Sixty-nine patients received 73 transplants during the study period. Median age at transplant was 2.3 years (40 days to 18.5 years). Low-dose anticoagulation was utilized in 71% cases. Additionally, six patients were converted from low-dose to high-dose anticoagulation because of a thrombotic event or concerns for suboptimal vascular inflow. Postoperative anticoagulation was discontinued in 18 occurrences due to bleeding (low dose 19%, high dose 47% vs. low dose to high dose 17%, p = .085). Surgical take back for bleeding occurred in 17 occasions (low dose 13.5%, high dose 53% vs. low dose to high dose 33%, p = .005). The overall incidence of hepatic artery thrombosis (HAT) and portal vein thrombosis were each 5.5%, respectively. While patient survival was not statistically different between groups, graft survival was significantly lower in the high-dose group (low dose 93%, high dose 73% vs. low dose to high dose 100%, p = .046). However, graft losses from HAT were similar between groups (low dose 2%, high dose 7% vs. low dose to high dose 0%, p = .56).
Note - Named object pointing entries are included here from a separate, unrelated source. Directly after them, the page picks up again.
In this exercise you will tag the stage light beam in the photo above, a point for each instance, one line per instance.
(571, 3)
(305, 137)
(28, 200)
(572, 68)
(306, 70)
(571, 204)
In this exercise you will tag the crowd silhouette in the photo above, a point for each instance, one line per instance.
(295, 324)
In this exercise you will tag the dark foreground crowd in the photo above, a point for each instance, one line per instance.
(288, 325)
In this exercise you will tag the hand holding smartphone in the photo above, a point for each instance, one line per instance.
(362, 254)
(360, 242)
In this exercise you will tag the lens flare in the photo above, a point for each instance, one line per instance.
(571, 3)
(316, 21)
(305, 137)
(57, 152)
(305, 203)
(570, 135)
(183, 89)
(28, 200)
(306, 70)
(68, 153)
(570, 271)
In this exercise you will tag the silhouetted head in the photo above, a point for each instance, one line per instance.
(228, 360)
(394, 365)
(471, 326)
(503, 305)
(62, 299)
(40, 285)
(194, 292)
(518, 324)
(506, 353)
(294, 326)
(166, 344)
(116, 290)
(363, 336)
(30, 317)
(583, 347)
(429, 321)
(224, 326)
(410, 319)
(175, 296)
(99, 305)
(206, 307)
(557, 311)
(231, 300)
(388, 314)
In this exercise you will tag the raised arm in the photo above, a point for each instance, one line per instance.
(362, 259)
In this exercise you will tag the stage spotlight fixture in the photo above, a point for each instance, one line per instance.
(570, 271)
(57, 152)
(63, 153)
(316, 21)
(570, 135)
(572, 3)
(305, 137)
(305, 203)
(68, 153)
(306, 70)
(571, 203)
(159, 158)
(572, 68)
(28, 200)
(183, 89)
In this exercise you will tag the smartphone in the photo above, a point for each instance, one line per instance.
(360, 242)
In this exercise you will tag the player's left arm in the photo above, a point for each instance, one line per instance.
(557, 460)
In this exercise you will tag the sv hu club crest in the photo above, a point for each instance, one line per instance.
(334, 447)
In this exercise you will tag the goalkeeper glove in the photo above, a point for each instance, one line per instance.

The use of a standardized risk-adjusted anticoagulation protocol after pLT is associated with a low occurrence of thrombotic and hemorrhagic complications. High-dose anticoagulation leads to more bleeding, but those risks outweigh the risks of possible graft loss.
在小儿肝移植(pLT)后进行全身抗凝被认为可以降低血管血栓形成的发生率,但也可能导致出血并发症增加。
对我院进行的 5 年回顾性 pLT 研究(2014-2018 年)。比较了移植后使用低剂量或高剂量抗凝时早期出血和血栓形成并发症的发生情况(p<0.05 认为有统计学意义)。
69 例患者在研究期间接受了 73 次移植。移植时的中位年龄为 2.3 岁(40 天至 18.5 岁)。71%的病例采用低剂量抗凝。此外,由于血栓形成事件或对血管流入不足的担忧,有 6 例患者从低剂量转为高剂量抗凝。由于出血(低剂量 19%,高剂量 47%与低剂量转为高剂量 17%,p=0.085),18 例患者停止术后抗凝。因出血而进行手术取栓 17 次(低剂量 13.5%,高剂量 53%与低剂量转为高剂量 33%,p=0.005)。肝动脉血栓形成(HAT)和门静脉血栓形成的总发生率分别为 5.5%。虽然各组患者生存率无统计学差异,但高剂量组移植物生存率显著较低(低剂量 93%,高剂量 73%与低剂量转为高剂量 100%,p=0.046)。然而,HAT 导致的移植物丢失在各组间相似(低剂量 2%,高剂量 7%与低剂量转为高剂量 0%,p=0.56)。
在 pLT 后使用标准化风险调整抗凝方案与血栓形成和出血并发症的低发生率相关。高剂量抗凝会导致更多出血,但这些风险超过了可能的移植物丢失风险。